Procédure devant la Cour :
Par une requête, enregistrée le 8 janvier 2016, MmeB..., représentée par
Me Savary, avocat, demande à la Cour :
1° d'annuler ce jugement ;
2° d'annuler, pour excès de pouvoir, cet arrêté ;
3° d'enjoindre au préfet de la Seine-Saint-Denis de lui délivrer un titre de séjour en qualité d'étudiant étranger ou, à défaut, de réexaminer sa situation administrative dans un délai de quinze jours à compter de la notification de l'arrêt à intervenir sous astreinte de 100 euros par jours de retard ;
4° de mettre à la charge de l'État une somme de 2 000 euros au titre de l'article
L. 761-1 du code de justice administrative.
Elle soutient que :
- en tant qu'elle n'a obtenu ni notification, ni copie de l'arrêté attaqué, malgré ses nombreuses démarches, sa motivation doit être regardée comme inexistante ; que, par suite, cet arrêté est entaché d'illégalité ;
- cet arrêté méconnaît les stipulations de l'article III du protocole annexé à l'accord franco-algérien du 27 décembre 1968 dès lors qu'elle justifie de moyens d'existence suffisants et poursuit des études réelles et sérieuses ;
- il méconnaît également l'article 8 de la convention européenne de sauvegarde des droits de l'homme et des libertés fondamentales ; en effet, ses études lui ouvrent de réelles perspectives professionnelles en France, elle s'acquitte de ses obligations fiscales et ne trouble pas l'ordre public et est présente en France depuis 2011 ;
- en refusant de lui renouveler son titre de séjour, le préfet de la Seine-Saint-Denis a enfin commis une erreur manifeste d'appréciation.
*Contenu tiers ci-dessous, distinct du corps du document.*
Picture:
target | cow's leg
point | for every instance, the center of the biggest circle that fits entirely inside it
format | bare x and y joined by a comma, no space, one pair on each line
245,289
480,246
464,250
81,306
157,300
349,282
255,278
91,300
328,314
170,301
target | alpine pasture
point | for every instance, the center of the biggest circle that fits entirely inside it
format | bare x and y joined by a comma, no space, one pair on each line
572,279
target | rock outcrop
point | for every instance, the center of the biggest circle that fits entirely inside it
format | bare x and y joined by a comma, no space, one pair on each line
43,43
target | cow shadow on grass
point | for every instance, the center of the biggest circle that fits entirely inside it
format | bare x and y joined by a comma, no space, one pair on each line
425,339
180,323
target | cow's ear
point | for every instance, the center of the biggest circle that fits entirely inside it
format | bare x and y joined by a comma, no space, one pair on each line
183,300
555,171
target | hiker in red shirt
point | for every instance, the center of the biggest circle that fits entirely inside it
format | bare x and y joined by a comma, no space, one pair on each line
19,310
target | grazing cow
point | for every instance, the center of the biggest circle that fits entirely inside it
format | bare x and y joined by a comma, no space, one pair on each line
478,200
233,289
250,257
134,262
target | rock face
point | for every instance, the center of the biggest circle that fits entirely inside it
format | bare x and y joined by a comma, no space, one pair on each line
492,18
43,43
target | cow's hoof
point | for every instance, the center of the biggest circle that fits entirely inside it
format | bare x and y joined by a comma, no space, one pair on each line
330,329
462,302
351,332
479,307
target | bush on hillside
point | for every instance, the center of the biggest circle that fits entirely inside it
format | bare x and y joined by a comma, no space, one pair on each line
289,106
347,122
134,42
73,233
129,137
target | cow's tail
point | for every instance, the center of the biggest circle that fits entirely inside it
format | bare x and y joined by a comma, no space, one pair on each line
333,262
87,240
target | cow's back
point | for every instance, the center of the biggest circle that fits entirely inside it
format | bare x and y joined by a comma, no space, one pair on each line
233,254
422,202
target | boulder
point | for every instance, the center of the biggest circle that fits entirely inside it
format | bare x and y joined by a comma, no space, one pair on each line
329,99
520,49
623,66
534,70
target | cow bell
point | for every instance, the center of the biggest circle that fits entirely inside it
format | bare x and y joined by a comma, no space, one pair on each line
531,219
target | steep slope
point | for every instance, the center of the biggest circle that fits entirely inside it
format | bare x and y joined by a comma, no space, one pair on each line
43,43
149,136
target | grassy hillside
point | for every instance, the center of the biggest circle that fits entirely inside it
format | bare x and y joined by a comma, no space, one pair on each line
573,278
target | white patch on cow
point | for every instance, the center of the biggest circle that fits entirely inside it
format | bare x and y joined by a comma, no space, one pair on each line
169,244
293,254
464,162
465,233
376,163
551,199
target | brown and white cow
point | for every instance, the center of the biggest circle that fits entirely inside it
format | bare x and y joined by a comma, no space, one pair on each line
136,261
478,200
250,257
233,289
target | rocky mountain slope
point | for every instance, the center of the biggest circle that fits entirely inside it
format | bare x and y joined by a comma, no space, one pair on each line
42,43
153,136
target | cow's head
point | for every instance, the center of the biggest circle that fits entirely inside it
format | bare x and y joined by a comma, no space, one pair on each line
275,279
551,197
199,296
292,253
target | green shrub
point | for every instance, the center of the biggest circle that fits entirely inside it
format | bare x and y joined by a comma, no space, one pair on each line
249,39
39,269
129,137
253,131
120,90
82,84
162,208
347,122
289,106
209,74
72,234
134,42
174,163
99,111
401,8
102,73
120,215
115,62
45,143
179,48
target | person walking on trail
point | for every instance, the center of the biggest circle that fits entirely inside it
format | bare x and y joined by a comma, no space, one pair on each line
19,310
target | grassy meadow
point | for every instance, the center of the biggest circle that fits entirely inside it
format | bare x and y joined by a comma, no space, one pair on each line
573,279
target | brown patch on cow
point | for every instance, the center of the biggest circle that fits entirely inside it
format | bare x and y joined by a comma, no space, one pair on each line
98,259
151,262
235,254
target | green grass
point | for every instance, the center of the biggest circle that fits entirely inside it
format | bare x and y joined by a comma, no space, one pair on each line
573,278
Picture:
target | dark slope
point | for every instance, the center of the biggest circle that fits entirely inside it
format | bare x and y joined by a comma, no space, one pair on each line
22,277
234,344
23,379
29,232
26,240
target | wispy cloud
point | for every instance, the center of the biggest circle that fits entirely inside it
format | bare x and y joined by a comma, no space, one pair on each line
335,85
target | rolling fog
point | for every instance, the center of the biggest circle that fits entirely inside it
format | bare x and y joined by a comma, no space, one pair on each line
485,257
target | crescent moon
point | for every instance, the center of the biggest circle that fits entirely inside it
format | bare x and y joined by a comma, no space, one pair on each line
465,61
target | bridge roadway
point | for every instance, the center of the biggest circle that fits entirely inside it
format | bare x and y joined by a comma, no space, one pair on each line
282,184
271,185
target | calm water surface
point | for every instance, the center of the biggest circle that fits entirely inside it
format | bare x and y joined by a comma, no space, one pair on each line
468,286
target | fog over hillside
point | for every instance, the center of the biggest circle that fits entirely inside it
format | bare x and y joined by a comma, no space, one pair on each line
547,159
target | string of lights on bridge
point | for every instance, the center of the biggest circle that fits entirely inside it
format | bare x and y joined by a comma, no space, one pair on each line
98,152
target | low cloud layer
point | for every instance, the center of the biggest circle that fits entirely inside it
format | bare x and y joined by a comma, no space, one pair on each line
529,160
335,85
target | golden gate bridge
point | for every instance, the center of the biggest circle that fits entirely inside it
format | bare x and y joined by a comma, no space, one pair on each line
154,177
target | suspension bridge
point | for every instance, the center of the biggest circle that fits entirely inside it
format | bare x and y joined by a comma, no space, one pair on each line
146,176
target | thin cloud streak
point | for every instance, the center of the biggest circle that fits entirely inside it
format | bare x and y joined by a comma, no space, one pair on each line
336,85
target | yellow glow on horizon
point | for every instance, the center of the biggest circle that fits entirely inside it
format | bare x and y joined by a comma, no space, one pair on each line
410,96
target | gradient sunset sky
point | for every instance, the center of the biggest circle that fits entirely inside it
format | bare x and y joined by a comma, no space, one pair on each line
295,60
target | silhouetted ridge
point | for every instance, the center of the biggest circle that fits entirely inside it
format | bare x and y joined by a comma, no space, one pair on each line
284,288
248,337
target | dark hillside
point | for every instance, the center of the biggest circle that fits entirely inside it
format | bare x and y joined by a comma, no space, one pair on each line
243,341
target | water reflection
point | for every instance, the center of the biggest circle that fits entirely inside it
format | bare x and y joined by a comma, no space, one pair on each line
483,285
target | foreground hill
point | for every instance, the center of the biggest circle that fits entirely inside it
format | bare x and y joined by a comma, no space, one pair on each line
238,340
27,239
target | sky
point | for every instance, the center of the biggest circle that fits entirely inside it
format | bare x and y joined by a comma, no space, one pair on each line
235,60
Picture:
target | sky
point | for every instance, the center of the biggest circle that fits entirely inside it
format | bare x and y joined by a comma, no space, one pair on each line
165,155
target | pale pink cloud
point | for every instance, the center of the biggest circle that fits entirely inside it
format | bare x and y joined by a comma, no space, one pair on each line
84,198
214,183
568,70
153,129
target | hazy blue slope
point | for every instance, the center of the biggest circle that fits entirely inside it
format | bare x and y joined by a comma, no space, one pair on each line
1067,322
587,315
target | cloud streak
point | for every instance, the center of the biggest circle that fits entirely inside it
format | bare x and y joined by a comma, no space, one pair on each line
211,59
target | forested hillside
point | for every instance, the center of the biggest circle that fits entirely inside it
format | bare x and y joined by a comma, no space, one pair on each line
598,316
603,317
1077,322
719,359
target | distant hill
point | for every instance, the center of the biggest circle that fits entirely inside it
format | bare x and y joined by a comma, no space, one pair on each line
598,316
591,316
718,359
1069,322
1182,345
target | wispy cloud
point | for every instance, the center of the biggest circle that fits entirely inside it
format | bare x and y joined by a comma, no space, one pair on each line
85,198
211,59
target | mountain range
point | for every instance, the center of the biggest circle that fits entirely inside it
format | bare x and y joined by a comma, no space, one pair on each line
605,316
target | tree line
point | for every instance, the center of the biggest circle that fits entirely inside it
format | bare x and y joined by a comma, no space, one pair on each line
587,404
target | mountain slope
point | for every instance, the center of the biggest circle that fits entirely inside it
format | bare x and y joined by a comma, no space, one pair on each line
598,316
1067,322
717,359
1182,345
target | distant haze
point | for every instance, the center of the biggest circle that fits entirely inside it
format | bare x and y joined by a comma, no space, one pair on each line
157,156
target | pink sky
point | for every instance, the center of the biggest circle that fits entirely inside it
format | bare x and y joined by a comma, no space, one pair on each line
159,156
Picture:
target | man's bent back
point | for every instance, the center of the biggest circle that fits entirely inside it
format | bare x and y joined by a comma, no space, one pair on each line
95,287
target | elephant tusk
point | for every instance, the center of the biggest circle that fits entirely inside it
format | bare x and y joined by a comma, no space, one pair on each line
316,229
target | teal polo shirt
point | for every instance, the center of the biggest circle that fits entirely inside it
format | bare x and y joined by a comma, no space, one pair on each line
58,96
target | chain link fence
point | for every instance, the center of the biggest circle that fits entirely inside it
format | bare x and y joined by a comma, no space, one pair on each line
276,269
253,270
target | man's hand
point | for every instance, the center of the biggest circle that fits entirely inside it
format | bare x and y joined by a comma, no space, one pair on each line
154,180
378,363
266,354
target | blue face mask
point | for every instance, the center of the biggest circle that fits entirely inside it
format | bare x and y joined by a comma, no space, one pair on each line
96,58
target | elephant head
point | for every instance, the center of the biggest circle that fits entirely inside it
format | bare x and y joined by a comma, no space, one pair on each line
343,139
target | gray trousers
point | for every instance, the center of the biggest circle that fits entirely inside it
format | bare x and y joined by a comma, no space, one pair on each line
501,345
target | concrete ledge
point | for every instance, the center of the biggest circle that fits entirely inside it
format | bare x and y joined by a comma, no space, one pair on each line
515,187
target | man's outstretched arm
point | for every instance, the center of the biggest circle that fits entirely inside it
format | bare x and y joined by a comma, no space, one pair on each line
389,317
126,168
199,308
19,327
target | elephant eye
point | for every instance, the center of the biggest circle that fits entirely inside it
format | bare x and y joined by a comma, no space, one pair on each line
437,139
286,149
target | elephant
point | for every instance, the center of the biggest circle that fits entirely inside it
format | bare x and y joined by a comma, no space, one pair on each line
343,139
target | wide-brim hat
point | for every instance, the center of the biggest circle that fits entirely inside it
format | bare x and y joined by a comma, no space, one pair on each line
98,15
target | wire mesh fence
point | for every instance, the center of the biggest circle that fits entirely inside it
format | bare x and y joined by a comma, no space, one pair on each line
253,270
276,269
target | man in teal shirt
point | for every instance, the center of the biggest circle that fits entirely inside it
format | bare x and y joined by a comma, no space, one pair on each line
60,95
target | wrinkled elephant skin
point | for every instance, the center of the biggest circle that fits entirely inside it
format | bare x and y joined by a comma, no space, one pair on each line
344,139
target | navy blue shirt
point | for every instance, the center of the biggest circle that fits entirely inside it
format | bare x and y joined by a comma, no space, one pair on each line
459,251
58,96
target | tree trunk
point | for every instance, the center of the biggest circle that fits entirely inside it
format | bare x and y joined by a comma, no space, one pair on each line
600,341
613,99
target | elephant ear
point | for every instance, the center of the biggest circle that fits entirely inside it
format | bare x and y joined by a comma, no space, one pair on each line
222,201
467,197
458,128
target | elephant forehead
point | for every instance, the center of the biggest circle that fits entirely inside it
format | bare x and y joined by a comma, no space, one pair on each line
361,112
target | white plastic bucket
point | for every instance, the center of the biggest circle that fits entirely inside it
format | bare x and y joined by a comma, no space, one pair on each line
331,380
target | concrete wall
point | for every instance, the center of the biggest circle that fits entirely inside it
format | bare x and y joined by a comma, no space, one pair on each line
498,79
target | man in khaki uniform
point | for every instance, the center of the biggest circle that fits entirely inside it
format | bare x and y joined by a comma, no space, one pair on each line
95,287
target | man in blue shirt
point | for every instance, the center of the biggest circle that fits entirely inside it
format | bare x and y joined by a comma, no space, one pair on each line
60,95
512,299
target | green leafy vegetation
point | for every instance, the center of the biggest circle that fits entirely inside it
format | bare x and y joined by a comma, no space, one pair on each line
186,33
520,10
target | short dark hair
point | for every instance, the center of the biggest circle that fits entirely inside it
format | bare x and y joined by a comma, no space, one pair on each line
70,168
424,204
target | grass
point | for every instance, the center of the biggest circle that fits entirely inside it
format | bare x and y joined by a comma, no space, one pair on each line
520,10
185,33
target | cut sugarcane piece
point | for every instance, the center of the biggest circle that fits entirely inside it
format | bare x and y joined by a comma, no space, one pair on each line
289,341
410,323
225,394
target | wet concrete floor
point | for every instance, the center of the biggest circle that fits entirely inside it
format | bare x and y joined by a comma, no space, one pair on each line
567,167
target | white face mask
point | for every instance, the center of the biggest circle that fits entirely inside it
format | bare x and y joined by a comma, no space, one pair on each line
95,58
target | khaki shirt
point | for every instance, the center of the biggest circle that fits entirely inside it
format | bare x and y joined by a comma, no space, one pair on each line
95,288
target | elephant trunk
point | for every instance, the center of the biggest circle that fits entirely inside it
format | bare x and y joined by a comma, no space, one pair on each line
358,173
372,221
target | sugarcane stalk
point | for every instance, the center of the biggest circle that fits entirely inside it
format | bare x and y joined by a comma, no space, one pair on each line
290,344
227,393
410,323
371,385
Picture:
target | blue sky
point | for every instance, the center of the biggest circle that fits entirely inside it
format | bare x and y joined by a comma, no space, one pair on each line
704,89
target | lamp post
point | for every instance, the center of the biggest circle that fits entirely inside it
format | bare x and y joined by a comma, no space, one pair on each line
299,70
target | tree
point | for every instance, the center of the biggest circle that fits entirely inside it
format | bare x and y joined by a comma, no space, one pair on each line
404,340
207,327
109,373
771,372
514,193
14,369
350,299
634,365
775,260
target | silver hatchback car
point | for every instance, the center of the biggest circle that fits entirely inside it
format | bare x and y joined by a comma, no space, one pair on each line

Vu les autres pièces du dossier.
Vu :
- la convention européenne de sauvegarde des droits de l'homme et des libertés fondamentales ;
- l'accord franco-algérien du 27 décembre 1968 modifié et le protocole y annexé ;
- le code de l'entrée et du séjour des étrangers et du droit d'asile ;
- le code de justice administrative.
Le président de la formation de jugement a dispensé le rapporteur public, sur sa proposition, de prononcer des conclusions à l'audience.
Les parties ont été régulièrement averties du jour de l'audience.
Le rapport de M. Locatelli a été entendu au cours de l'audience publique.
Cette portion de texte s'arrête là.